Photo Shooting - Agresivitas dalam Fotografi
Kita harus merenungkan makna rasa ingin tahu yang kita miliki. Frasa 'rasa ingin tahu terhadap yang tidak diketahui' terasa alami, tetapi kita jarang mendengar 'rasa ingin tahu terhadap yang sudah diketahui'. Rasa ingin tahu adalah perasaan yang kita miliki terhadap fenomena yang tidak jelas dan belum dialami, penuh dengan misteri. Ketika rasa ingin tahu itu diarahkan pada orang dan diabadikan dalam foto, kehati-hatian diperlukan.
Kritikus Amerika, Susan Sontag, mengatakan bahwa 'tindakan mengambil foto adalah tindakan menguasai objek yang difoto'. Ini berarti membangun hubungan khusus antara diri kita dan dunia luar. Melalui fotografi, orang dapat merasa seolah-olah mereka telah memperoleh pengetahuan atau kekuasaan tertentu. Oleh karena itu, perhatian harus diberikan pada sisi 'agresif' yang dimiliki fotografi.
Susan Sontag mengangkat frasa 'Shoot a picture' dan memperdalam pemikirannya tentang agresivitas dalam fotografi. Tindakan menekan shutter dapat dianggap seperti menarik pelatuk. Agresivitas kamera berbeda dari kekerasan fisik, tetapi tetap berarti invasi terhadap subjek. Penolakan naluriah terhadap difoto menunjukkan pengaruh dari sifat agresif yang dimiliki fotografi.

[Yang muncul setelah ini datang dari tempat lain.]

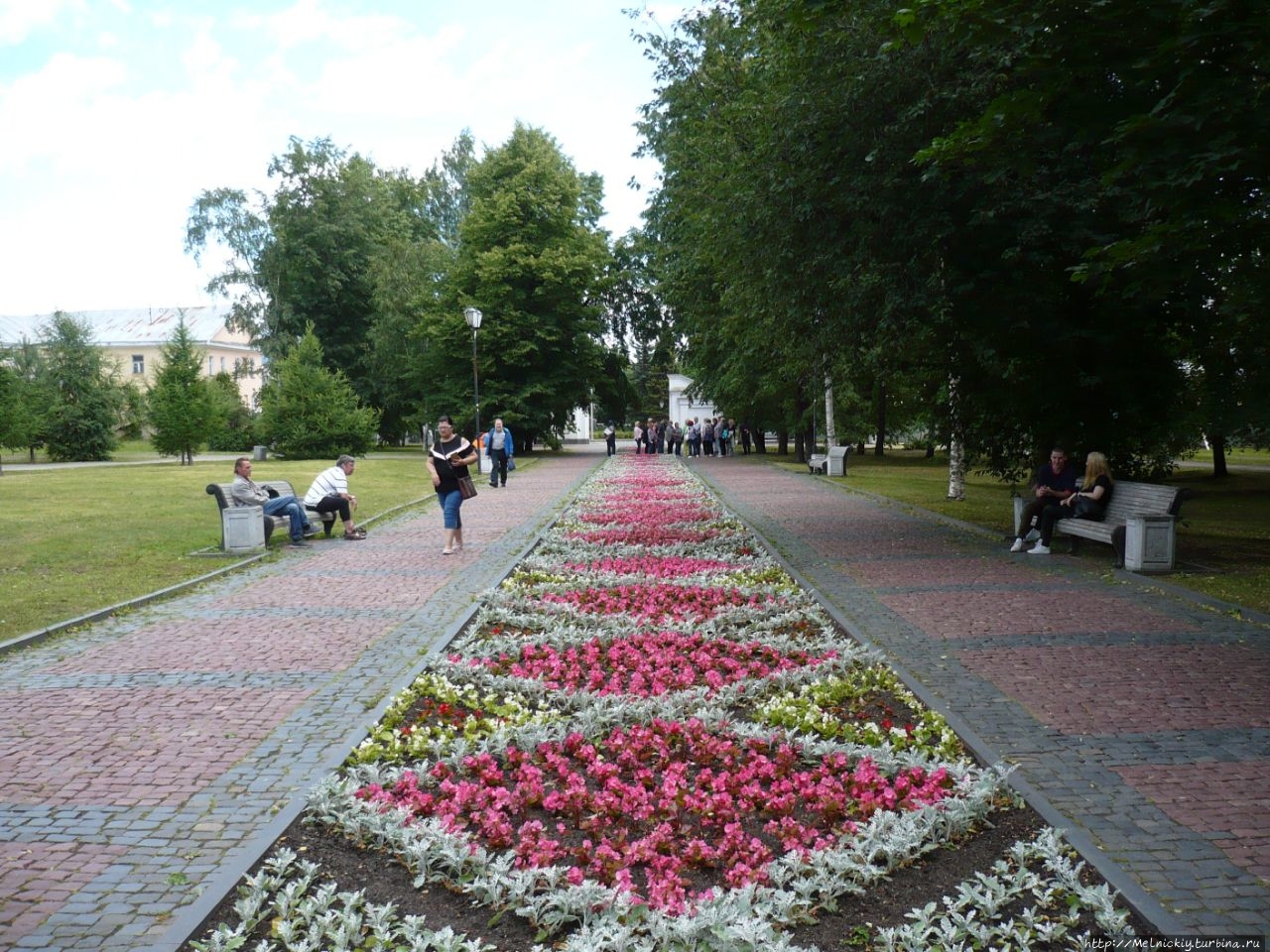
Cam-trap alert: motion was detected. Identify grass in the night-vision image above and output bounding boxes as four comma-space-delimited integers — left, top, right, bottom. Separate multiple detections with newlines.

Foto dengan Suasana yang Lembut

Image by Kyoka
Ketika mengambil foto, cobalah untuk berbicara dan berkomunikasi. Ini menunjukkan rasa hormat dan empati terhadap subjek. Dengan melakukan itu, pemahaman yang lebih dalam dapat dihasilkan, dan itu tercermin dalam pandangan dunia karya tersebut. Foto yang memancarkan suasana lembut dari hubungan yang kaya antara fotografer dan subjek, memberikan ketenangan pada hati.